Roy Von Rogers said:


> What type and value would such a resistor be,


Hey Roy,

That's the trick  Knowing that resistance value. And that depends on the field resistance and the degree (or %) of weakening that particular motor can stand before commutation goes to hell. The present motor field would be on the order of maybe 4 to 12 milliohms. If your FW resistance (which includes cable and contactor) was equal to the field resistance, you would divert half the field current and FW it 50%. That may be too much.  

Resistor size (watts) would be determined by I²R, where I is the diverted current and R is the FW resistor ohmic value. You would also want to allow FW bring-in only when the controller is full on and drop-out FW whenever controller starts chopping. FW contactor should be oversized to deal with inductive arcing.

All in all, this is a good way for the DIYer to damage his equipment. The motor, controller, and rest of the vehicle systems were likely not designed to handle this. And you could also enter into problems safety related, like stability or fire hazard.

Regards,

major


----------



## Roy Von Rogers (Mar 21, 2009)

Thanks major I apreciate the info and warnings. Actually I'm not a diy'er, at least not technically. I work on high voltage eqipment and own a HVAC/Appliance business. I understand your warnings, cause I have the same problem at times in my business, people calling for diy info. I always try to assertain who I have at the other end, and to see if they have any technical talent, at least if he/she says "I have a voltmeter and know how to use it", I at least feel a bit more comfortable giving some basic info..lol.
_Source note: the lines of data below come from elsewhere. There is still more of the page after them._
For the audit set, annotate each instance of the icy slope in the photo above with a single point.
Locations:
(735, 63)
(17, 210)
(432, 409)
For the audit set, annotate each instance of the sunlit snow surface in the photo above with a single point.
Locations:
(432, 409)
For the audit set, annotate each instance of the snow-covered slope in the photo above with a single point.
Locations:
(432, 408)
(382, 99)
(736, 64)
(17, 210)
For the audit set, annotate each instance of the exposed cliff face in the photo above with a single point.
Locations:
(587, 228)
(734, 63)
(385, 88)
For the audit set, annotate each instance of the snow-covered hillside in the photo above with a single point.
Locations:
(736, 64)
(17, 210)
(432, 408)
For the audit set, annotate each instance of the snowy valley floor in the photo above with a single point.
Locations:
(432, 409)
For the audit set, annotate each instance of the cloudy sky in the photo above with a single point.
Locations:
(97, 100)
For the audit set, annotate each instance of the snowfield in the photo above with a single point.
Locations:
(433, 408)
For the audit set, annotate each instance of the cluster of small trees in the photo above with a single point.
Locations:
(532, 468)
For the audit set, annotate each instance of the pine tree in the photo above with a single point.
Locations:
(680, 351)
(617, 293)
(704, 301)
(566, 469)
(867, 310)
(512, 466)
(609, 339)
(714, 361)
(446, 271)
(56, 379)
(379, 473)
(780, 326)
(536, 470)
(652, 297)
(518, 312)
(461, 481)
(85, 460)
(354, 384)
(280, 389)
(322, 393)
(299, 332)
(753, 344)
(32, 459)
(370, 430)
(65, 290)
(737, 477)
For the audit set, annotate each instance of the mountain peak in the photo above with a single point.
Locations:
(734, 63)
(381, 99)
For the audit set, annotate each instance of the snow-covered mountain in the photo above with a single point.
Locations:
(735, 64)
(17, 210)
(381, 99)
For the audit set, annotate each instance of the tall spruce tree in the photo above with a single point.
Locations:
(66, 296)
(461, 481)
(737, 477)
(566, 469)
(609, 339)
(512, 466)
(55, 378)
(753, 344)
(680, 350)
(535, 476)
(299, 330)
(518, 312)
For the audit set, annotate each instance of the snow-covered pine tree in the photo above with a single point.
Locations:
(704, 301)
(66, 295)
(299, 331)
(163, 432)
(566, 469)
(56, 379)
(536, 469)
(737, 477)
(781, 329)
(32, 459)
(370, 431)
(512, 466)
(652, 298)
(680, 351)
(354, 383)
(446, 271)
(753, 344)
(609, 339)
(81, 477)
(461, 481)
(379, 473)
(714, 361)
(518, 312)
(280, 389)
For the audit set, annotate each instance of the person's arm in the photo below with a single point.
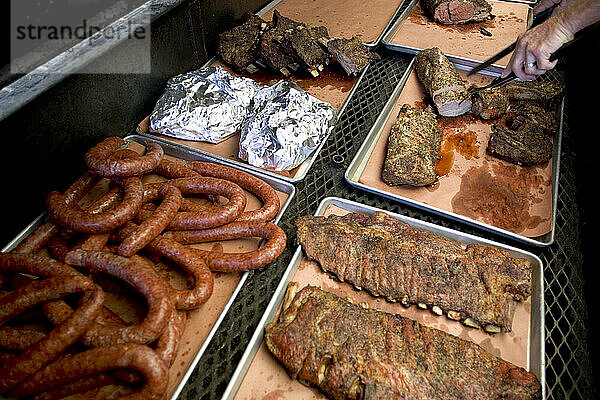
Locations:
(535, 46)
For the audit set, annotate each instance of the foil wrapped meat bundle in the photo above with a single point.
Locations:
(479, 285)
(285, 125)
(413, 148)
(208, 105)
(442, 82)
(352, 352)
(237, 47)
(450, 12)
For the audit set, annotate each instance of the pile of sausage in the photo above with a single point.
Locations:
(88, 346)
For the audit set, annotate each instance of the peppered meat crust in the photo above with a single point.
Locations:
(391, 259)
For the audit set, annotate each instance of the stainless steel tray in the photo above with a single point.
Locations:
(535, 348)
(462, 62)
(188, 155)
(359, 162)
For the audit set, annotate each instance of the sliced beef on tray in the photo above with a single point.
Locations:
(351, 54)
(388, 258)
(522, 112)
(528, 145)
(442, 82)
(413, 148)
(270, 51)
(352, 352)
(450, 12)
(490, 103)
(237, 46)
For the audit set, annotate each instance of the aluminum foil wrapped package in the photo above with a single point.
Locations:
(284, 126)
(208, 105)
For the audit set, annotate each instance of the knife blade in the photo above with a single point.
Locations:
(538, 19)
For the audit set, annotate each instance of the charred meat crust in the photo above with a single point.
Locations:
(351, 352)
(522, 112)
(391, 259)
(442, 82)
(450, 12)
(237, 46)
(490, 103)
(413, 148)
(285, 46)
(546, 94)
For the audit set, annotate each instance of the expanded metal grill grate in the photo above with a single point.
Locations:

I'm an old fart (66) and spend my younger years in the automotive field as a professional, and worked on all facets of that field. Used to specialize in the electrical and front end field, cause for some reason most techs were not comfortable with an automotive elecrical system in those days. And have worked on a about everything there is.

I have also spend some time in the electronic field repairing consumer and Ham (amateur radio) equipment, but since getting in to my present business, have fallen a bit behind, and attempting to bring myself up to speed with some of the newer components, which are nothing but discrete devices packaged up, I know its a bit of an understatement, but never the less is so. The only thing new I've seen come up of late are "Memristors", which if brought to fluition could bring our processing cababillties to a quantum leap. Times are facinating, I always have to pinch myself once in a while, cause as youngster I used to read a lot of good scince fiction, and I at times forget, that what was fiction then, I'm playing with today.

I hope I stay around to see a bit more, cause its facinating to a guy like me, who grew up in post WW2 Germany with bombs falling around me, and now I'm a citizen of the best country in the world, doing things I dreamed about when young.

Best regards

Roy


Roy


----------